∂ TETHERLINGS ∂

One morning The Boy awoke to find his body one with the wires. The evening before, his

head swimming full of song, he had wished for his headphones to disappear so deep into his ear canals that the assassin silence would not be able to find him.     If wishes were horses…

 

When he lifted his arm he felt the tug of the wires that had melted into his skin. Instinctually, he tried to jerk them out but found them now a part of him, and so, tucking the remaining length of cord into his pocket, he went about his day. Sometime in the afternoon, as he sat alone at the back of a classroom, he could feel a new station moving through his bones, whir of fuzz and crackly static.                                                  …beggars would ride.

 

For weeks he listened to a hiss of dead air before he began to panic. In the bathroom he tried to take scissors to the wires but found that it made his insides twitch, as if the wires were a bouquet of nerves that feared snipping. He abandoned the scissors. Many months later, after he had learned to love the sound of gelatinous gravel, a voice began to emerge.

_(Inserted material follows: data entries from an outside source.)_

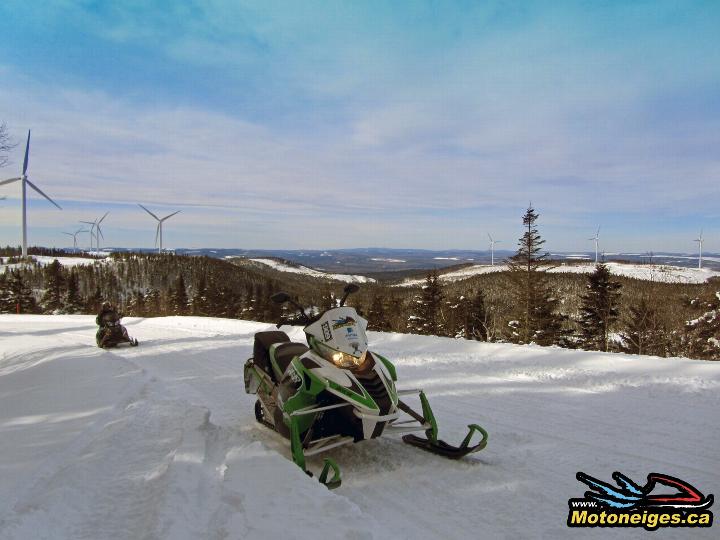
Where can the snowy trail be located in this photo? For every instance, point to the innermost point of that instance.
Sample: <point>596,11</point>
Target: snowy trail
<point>160,441</point>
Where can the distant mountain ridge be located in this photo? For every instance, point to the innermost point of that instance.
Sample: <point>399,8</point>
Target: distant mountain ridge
<point>383,260</point>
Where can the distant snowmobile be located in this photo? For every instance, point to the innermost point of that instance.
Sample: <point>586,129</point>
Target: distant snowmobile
<point>336,391</point>
<point>110,332</point>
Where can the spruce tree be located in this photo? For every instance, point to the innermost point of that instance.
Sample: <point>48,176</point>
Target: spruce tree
<point>427,317</point>
<point>178,297</point>
<point>599,309</point>
<point>377,317</point>
<point>702,334</point>
<point>72,303</point>
<point>19,298</point>
<point>152,303</point>
<point>52,299</point>
<point>535,301</point>
<point>474,317</point>
<point>199,300</point>
<point>643,332</point>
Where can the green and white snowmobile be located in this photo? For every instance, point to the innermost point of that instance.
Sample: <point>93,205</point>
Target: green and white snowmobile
<point>334,391</point>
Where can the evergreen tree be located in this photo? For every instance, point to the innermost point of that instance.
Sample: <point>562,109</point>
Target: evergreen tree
<point>377,317</point>
<point>536,305</point>
<point>643,332</point>
<point>152,303</point>
<point>199,301</point>
<point>136,306</point>
<point>427,317</point>
<point>94,301</point>
<point>178,297</point>
<point>703,333</point>
<point>52,299</point>
<point>474,317</point>
<point>599,309</point>
<point>18,297</point>
<point>72,303</point>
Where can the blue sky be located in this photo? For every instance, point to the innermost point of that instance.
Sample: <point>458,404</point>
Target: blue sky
<point>350,124</point>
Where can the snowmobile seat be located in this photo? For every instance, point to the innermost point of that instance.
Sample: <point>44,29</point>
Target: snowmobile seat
<point>285,352</point>
<point>261,348</point>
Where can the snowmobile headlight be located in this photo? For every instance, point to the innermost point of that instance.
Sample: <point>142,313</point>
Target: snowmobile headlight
<point>343,360</point>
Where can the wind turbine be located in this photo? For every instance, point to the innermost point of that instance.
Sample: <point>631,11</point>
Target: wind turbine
<point>596,238</point>
<point>92,224</point>
<point>25,182</point>
<point>492,249</point>
<point>74,235</point>
<point>699,241</point>
<point>98,232</point>
<point>158,231</point>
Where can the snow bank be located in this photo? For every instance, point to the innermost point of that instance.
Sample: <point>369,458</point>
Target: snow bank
<point>647,272</point>
<point>281,267</point>
<point>160,441</point>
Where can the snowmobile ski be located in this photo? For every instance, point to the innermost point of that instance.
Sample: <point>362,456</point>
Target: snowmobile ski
<point>441,448</point>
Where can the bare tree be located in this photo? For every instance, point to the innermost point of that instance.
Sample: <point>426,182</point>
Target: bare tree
<point>6,145</point>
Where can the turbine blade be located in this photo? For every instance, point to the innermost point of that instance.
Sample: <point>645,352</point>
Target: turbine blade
<point>148,211</point>
<point>41,193</point>
<point>27,151</point>
<point>10,181</point>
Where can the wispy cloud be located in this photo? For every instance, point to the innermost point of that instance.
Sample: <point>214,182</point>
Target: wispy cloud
<point>374,123</point>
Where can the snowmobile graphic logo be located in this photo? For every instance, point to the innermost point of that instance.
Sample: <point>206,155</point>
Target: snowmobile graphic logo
<point>345,321</point>
<point>663,501</point>
<point>327,335</point>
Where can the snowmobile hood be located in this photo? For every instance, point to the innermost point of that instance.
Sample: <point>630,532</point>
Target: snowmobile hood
<point>340,329</point>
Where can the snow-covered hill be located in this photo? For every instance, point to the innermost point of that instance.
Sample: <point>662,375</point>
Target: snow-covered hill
<point>647,272</point>
<point>160,441</point>
<point>304,270</point>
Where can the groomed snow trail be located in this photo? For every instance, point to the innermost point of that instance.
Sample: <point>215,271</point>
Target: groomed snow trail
<point>160,441</point>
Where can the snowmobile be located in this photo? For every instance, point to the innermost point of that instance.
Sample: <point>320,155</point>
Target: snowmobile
<point>334,391</point>
<point>111,334</point>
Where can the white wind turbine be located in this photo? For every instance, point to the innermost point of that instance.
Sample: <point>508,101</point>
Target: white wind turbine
<point>74,235</point>
<point>492,249</point>
<point>158,231</point>
<point>596,239</point>
<point>699,241</point>
<point>25,182</point>
<point>95,231</point>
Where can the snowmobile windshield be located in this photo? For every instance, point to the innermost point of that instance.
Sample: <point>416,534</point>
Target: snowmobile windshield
<point>339,336</point>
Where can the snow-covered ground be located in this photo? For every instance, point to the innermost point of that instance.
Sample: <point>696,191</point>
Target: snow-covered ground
<point>277,265</point>
<point>160,441</point>
<point>649,272</point>
<point>65,261</point>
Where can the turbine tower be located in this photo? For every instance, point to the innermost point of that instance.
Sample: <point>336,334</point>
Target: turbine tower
<point>596,238</point>
<point>158,231</point>
<point>95,225</point>
<point>492,249</point>
<point>699,241</point>
<point>98,232</point>
<point>74,235</point>
<point>92,228</point>
<point>25,182</point>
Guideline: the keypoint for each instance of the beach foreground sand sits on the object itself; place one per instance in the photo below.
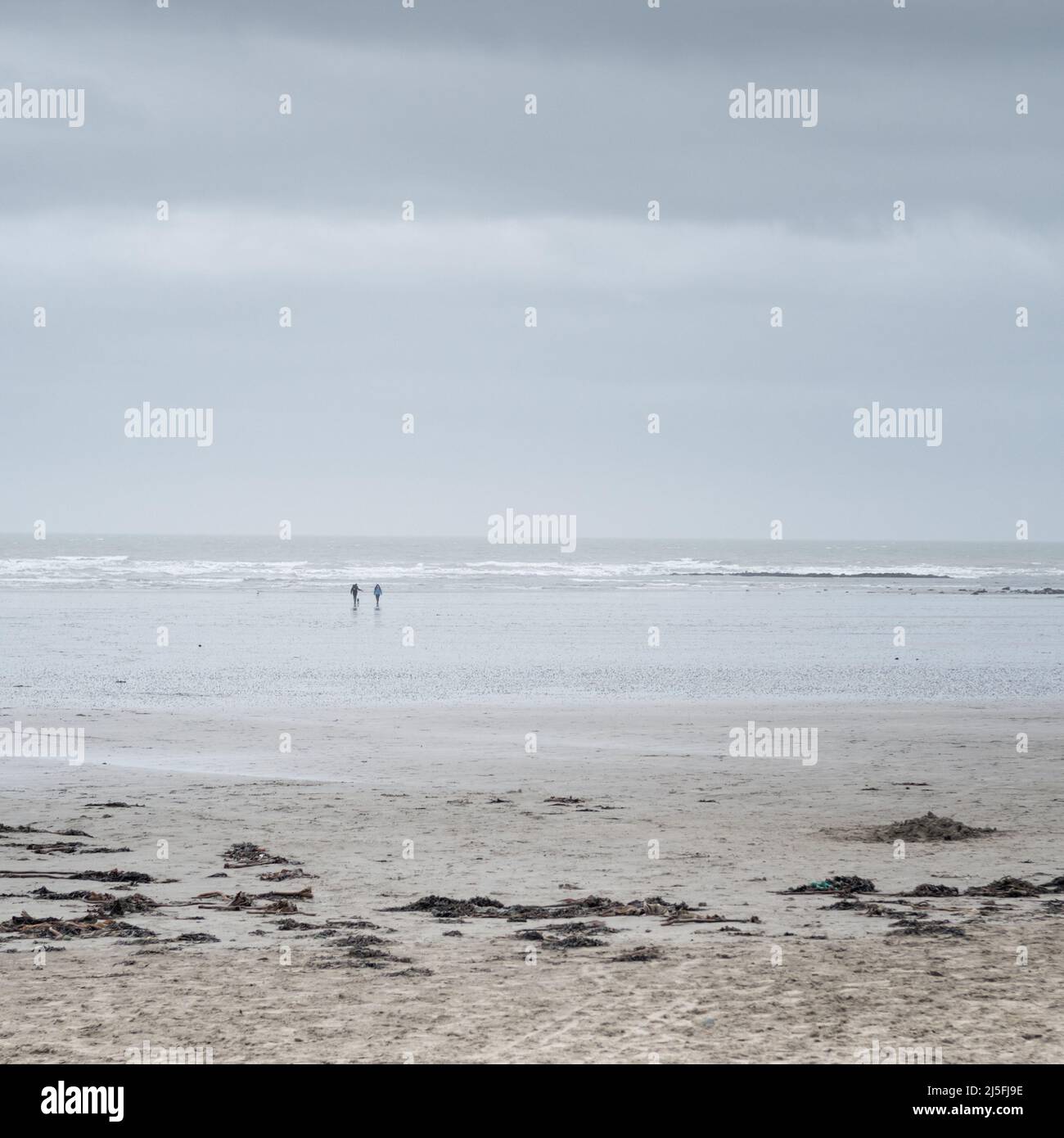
(401, 804)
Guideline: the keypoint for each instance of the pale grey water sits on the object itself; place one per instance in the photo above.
(262, 623)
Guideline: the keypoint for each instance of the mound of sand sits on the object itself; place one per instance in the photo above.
(930, 828)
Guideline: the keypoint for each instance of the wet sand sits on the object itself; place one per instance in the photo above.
(662, 811)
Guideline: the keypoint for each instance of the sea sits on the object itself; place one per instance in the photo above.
(227, 623)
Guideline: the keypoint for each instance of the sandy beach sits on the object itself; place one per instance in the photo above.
(623, 802)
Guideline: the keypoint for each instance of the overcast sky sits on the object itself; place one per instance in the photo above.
(550, 210)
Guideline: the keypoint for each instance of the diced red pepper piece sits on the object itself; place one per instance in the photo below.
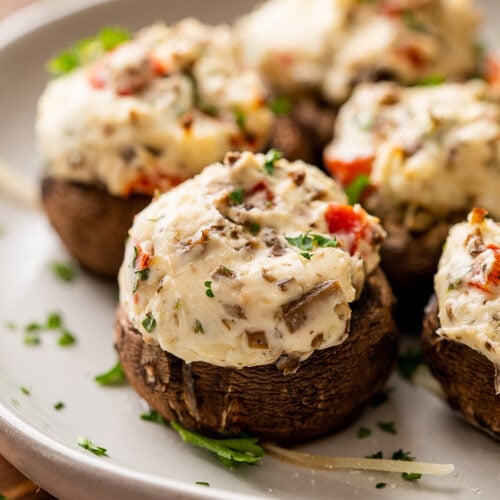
(345, 171)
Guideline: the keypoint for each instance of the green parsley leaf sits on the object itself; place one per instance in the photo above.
(54, 321)
(411, 476)
(236, 196)
(309, 241)
(281, 106)
(66, 338)
(409, 361)
(87, 50)
(114, 376)
(153, 416)
(272, 156)
(198, 327)
(149, 323)
(208, 291)
(381, 397)
(355, 189)
(231, 452)
(389, 427)
(432, 80)
(88, 445)
(364, 432)
(64, 271)
(254, 228)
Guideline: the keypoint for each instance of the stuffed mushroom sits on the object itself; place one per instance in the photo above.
(251, 301)
(421, 157)
(316, 51)
(461, 329)
(143, 117)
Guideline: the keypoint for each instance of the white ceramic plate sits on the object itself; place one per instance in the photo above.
(147, 460)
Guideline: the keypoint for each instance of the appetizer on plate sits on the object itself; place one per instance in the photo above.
(251, 301)
(142, 117)
(316, 51)
(461, 337)
(422, 158)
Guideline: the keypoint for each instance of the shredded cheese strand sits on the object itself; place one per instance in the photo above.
(354, 463)
(18, 187)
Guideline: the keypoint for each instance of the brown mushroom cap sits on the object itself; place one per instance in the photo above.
(467, 377)
(326, 393)
(91, 222)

There was a man counting, a number station inside his skull.        If turnips were bayonets…

Eventually The Boy began to count along with the man, sometimes forwards, sometimes backwards, sometimes blurting out numbers in no discernible order (though, strangely, The Boy found his lips would move on their own to mouth exactly the next number in the sequence). For years it went on like this, until The Boy awoke to find himself lost in a forest full of wires. He wandered through the wilderness of filaments, wishing for a machete to sever the nexus. And to this day, he is still wishing.         …I'd wear one by my side.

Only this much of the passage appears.